In light of the fact that having pants on is a prerequisite for most professional endeavors (I say most to be open-minded), and I knew I couldn't possibly be dressed that quickly, my other assistant and I made the daring decision to check the regular bus schedule and join the masses. After settling into my tiny little space, praying for safety in the sea of butts and backpacks, I was off to meet the day.
Then, the driver said loudly: “Is the wheelchair ready?” Hm. Last time I checked, the wheelchair is not able to answer any questions. I am not ashamed of my wheelchair and I don't have a problem acknowledging it, but I don't appreciate my entire identity being swallowed up by it, as if an empty wheelchair is riding the bus, ready for a successful day. The image is amusing, my wheelchair motoring through town independently. The way the driver objectified me made me feel as though my wheelchair goes out by itself and picks me up at daycare after work. I am still cracking myself up picturing it rolling through the door and saying, "Honey, I'm home!” All jokes aside, I am still a person, and even though I have a wheelchair, the fact that there is a person in it should not be forgotten. The reality that everyday speech allows for our humanity to evaporate into the metal and plastic and overpriced neoprene on which we sit says something about the way society treats us. Words lead to actions, and based on this woman’s words, I am just a wheelchair.

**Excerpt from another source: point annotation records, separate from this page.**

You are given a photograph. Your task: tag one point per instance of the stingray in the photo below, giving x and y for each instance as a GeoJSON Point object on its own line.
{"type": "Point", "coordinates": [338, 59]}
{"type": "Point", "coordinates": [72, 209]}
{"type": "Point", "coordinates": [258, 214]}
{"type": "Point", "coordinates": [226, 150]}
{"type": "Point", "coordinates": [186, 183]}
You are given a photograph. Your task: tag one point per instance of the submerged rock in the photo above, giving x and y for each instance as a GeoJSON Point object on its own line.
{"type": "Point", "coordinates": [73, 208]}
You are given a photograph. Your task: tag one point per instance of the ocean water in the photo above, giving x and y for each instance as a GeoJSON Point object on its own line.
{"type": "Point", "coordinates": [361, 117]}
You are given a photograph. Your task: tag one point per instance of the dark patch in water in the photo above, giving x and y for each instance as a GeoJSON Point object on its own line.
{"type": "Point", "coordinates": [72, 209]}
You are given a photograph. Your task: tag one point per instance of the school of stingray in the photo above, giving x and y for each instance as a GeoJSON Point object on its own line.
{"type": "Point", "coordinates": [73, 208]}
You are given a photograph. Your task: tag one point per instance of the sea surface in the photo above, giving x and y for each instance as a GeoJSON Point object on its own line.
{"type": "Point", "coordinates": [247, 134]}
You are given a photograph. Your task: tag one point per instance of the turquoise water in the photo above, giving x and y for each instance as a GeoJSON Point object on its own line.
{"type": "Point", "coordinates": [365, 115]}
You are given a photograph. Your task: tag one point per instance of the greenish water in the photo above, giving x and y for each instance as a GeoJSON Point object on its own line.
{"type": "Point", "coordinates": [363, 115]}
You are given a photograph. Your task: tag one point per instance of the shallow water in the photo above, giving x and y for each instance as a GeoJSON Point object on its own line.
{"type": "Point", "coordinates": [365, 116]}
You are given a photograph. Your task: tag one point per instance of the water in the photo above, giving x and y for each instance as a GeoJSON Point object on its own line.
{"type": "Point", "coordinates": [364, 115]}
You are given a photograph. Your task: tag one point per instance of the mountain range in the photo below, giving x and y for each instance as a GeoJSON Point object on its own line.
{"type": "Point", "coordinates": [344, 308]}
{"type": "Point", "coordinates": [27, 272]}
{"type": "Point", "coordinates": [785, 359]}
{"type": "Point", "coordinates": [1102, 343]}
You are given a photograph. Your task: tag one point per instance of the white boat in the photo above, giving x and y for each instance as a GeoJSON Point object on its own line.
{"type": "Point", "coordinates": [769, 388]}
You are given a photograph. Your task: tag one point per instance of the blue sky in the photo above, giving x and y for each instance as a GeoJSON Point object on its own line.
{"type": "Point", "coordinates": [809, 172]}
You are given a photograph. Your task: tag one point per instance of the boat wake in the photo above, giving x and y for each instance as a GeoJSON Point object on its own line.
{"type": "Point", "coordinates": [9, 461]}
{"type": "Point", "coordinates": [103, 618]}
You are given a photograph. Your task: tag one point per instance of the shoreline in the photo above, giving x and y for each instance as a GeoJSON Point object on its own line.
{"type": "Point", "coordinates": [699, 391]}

The driver also addressed me as “wheelchair”, as though I should be expected to answer not to a name, but to the mention of my mobility device. My wheelchair is very much part of who I am, but it is not me, it is just the way I get around. If this were truly a way to talk about people, then maybe next time I should address her by saying “Hey legs!” in a loud voice and assume that she will answer.
Because I know this phrase often comes up in situations like this, I will add I have never been a fan of the colorful, often cheesy posters beckoning people to “SEE ME, NOT THE WHEELCHAIR.” While I don't want my personhood to disappear into the wheelchair, I do not think my wheelchair should have to be treated as invisible to see the person sitting in it. Acting like my wheelchair has to go away in order for me to earn my personhood at best triggers the hilarious image of non-disabled people putting on some kind of new age goggles that make me appear as though I’m sitting on thin air. At worst, it triggers the thought that others don’t see “wheelchair” and “person” as compatible. If you can only see me as a person when you don’t see the wheelchair, it implies that the presence of the wheelchair negates the ability to treat its occupant as a human being. My wheelchair is my constant companion, and rather than calling me “a wheelchair” or willing the chair away in order to see me, I challenge you to see me and the wheelchair, and at the same time, see someone who is moving along in the world, looking for the same opportunities that so many people take for granted.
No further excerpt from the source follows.